[volunteers] (forw) Re: [revival] exim4 dead on svlug, restarting after this dumped state

Rick Moen rick at linuxmafia.com
Sat Jul 9 14:48:43 PDT 2016


OK, as Daniel already revealed on this mailing list a few months ago, 
linuxmafia.com also hosts a mailing list called 'revival' that is
used as an out-of-band discussion forum for, e.g., times when SVLUG's
own forums don't work.

Further to what is mentioned below, I am documenting the backing out
(for now) of Sarah's suggested fix to Decorate.py in
site-docs/RecentChanges .

And now I am completely out of time on this for today.


----- Forwarded message from Rick Moen <rick at linuxmafia.com> -----

Date: Sat, 9 Jul 2016 14:44:34 -0700
From: Rick Moen <rick at linuxmafia.com>
To: revival at linuxmafia.com
Subject: Re: [revival] exim4 dead on svlug,
	restarting after this dumped state
Organization: If you lived here, you'd be $HOME already.

Quoting Daniel Gimpelevich (daniel at gimpelevich.san-francisco.ca.us):

> OK, but currently, posts to test at lists.svlug.org do not go out, nor into
> the archive.

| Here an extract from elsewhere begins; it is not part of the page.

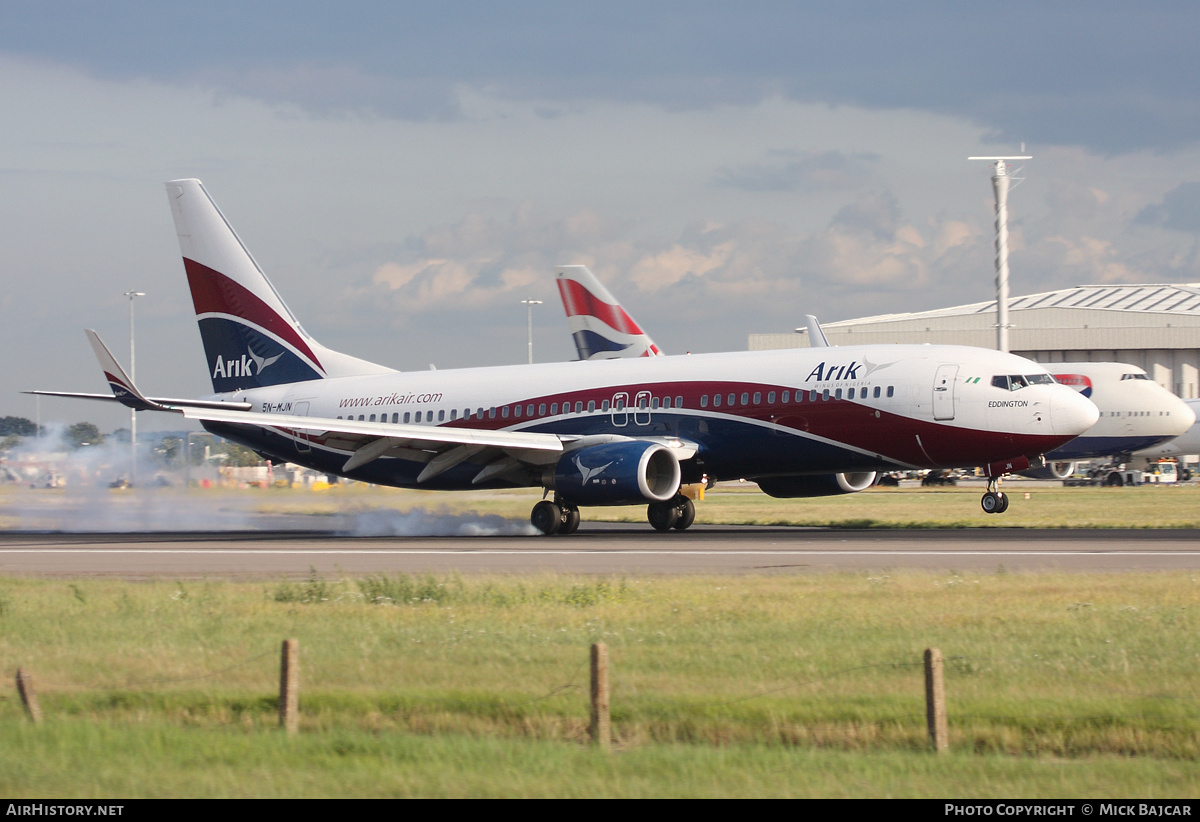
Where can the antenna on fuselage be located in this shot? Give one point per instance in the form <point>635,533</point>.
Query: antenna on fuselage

AFAICT, all mailing list functionality has been AWOL since
> at least yesterday. My cursory intervention was after the fact and did
> not address this. It was an emergency reaction to the fact that even SSH
> was malfunctioning, which would make any investigation much more
> difficult.

Well, shit.  I honestly, seriously don't have time to deal with this.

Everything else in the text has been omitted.